Last July, a three-judge panel of the Ninth Circuit Court of Appeals overturned the lower court decision, arguing that the plaintiffs must provide the contraceptive services.
Arguments were heard in November of 2014 before judges Susan P. Graber, Richard R. Clifton, and Mary H. Murguia, with Graber authoring the opinion.
"The rules permit pharmacies to deny delivery for certain business reasons, such as fraudulent prescriptions or a customer's inability to pay.
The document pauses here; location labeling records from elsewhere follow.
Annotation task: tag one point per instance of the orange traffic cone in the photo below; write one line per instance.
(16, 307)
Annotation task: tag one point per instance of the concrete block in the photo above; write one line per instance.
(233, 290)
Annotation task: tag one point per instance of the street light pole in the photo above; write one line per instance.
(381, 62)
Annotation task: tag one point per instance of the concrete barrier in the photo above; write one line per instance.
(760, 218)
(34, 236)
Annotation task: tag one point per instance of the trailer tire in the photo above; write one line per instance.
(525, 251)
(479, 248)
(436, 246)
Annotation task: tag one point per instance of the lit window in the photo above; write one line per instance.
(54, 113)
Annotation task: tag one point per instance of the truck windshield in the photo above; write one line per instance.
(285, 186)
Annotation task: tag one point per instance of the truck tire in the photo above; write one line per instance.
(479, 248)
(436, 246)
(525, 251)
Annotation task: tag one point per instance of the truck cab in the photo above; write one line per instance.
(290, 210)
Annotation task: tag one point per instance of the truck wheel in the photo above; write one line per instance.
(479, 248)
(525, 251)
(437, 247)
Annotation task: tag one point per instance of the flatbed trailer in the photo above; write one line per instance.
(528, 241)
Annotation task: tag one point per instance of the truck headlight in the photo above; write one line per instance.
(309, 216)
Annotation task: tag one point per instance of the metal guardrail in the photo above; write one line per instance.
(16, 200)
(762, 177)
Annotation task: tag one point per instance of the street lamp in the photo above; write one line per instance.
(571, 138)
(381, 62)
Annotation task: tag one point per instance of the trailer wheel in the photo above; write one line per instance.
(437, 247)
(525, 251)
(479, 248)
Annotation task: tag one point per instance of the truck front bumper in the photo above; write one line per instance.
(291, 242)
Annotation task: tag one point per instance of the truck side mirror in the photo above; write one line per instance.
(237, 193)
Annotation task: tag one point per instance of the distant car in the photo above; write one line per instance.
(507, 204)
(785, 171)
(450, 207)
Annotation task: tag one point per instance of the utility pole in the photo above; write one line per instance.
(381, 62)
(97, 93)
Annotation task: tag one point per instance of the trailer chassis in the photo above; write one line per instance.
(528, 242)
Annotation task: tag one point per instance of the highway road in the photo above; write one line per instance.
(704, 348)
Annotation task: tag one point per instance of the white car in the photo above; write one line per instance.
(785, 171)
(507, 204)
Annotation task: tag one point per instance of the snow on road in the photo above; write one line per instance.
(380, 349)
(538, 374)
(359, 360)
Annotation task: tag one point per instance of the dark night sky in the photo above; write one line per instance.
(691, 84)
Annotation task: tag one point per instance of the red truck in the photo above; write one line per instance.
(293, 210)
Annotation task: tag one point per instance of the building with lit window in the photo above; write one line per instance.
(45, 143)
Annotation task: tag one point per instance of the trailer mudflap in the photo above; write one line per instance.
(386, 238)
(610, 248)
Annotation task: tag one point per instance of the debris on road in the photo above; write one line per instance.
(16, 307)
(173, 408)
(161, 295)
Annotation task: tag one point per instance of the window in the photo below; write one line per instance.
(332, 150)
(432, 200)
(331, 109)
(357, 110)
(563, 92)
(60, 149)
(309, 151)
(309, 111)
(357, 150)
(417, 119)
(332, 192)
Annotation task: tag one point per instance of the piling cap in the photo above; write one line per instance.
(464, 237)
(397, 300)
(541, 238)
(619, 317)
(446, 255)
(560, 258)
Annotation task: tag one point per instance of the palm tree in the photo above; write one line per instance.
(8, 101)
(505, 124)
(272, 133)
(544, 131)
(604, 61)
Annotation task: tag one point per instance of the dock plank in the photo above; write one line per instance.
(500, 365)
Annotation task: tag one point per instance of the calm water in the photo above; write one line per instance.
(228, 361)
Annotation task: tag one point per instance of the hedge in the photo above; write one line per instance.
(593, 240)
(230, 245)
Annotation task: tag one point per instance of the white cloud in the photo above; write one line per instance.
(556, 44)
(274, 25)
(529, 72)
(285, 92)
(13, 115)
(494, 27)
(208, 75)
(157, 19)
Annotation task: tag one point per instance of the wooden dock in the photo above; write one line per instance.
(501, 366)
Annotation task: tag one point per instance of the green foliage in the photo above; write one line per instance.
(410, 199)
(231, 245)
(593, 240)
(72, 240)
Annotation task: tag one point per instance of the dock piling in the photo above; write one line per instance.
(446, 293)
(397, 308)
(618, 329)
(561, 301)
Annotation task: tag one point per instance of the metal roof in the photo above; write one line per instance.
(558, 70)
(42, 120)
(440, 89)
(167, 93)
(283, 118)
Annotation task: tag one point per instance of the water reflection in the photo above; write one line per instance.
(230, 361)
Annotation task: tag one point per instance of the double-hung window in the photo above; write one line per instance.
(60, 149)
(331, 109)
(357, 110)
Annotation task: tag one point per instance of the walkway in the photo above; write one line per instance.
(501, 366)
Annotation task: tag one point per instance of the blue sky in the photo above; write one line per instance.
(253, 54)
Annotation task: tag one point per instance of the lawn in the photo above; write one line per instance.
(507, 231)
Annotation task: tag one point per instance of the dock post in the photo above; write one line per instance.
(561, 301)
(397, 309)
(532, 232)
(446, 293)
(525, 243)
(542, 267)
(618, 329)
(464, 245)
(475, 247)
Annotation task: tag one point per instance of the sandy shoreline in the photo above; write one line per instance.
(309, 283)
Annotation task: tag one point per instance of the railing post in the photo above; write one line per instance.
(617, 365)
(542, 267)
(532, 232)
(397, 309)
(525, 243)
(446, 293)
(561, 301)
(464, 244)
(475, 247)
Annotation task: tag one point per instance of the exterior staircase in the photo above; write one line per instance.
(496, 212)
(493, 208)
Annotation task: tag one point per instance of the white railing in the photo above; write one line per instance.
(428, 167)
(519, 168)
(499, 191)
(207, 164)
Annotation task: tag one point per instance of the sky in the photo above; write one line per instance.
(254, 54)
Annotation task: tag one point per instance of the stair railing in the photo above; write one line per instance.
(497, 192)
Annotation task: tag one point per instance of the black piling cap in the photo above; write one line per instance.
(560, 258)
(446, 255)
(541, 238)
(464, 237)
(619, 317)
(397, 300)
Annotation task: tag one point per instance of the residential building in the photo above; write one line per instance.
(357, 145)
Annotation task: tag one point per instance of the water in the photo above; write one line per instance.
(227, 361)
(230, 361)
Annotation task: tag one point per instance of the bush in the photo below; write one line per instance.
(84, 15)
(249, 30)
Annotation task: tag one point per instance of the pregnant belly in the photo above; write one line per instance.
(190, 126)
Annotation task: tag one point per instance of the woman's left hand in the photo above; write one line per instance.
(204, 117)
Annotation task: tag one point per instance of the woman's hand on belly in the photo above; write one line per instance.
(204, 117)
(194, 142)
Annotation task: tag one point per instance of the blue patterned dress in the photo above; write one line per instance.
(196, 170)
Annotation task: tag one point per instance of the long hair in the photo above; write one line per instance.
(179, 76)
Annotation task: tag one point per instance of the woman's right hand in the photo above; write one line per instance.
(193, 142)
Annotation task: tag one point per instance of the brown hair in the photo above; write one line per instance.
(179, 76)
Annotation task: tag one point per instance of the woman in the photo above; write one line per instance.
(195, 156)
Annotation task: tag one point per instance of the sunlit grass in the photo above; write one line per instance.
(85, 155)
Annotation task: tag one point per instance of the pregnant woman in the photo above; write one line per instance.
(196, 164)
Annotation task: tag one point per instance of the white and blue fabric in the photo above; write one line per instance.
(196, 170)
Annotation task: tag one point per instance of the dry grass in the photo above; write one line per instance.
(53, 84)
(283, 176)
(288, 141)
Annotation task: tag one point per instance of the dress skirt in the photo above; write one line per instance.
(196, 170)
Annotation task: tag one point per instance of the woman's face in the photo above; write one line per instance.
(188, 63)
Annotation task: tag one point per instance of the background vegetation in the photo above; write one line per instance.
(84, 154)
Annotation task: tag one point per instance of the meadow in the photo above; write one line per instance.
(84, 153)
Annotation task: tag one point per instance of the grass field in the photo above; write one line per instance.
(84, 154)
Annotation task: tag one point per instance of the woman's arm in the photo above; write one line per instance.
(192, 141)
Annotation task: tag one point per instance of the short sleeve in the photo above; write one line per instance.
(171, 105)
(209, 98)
The rules also permit a religiously objecting individual pharmacist to deny delivery, so long as another pharmacist working for the pharmacy provides timely delivery," wrote Graber.
"Because we conclude that the rules are neutral and generally applicable and that the rules rationally further the State's interest in patient safety, we reverse."
The pharmacists are being represented in part by the Washington, D.C.-based Becket Fund for Religious Liberty, which has overseen several similar cases.
Luke Goodrich, deputy general counsel of the Becket Fund, said in a statement that they were "optimistic" that the Supreme Court will take the case and strike down the law.
"No one should be forced out of her profession solely because of her religious beliefs … This law does nothing but punish people of faith," stated Goodrich.
"It is absurd to force a pharmacy to sell drugs against their conscience when there are over thirty pharmacies within five miles that already sell the exact same drugs."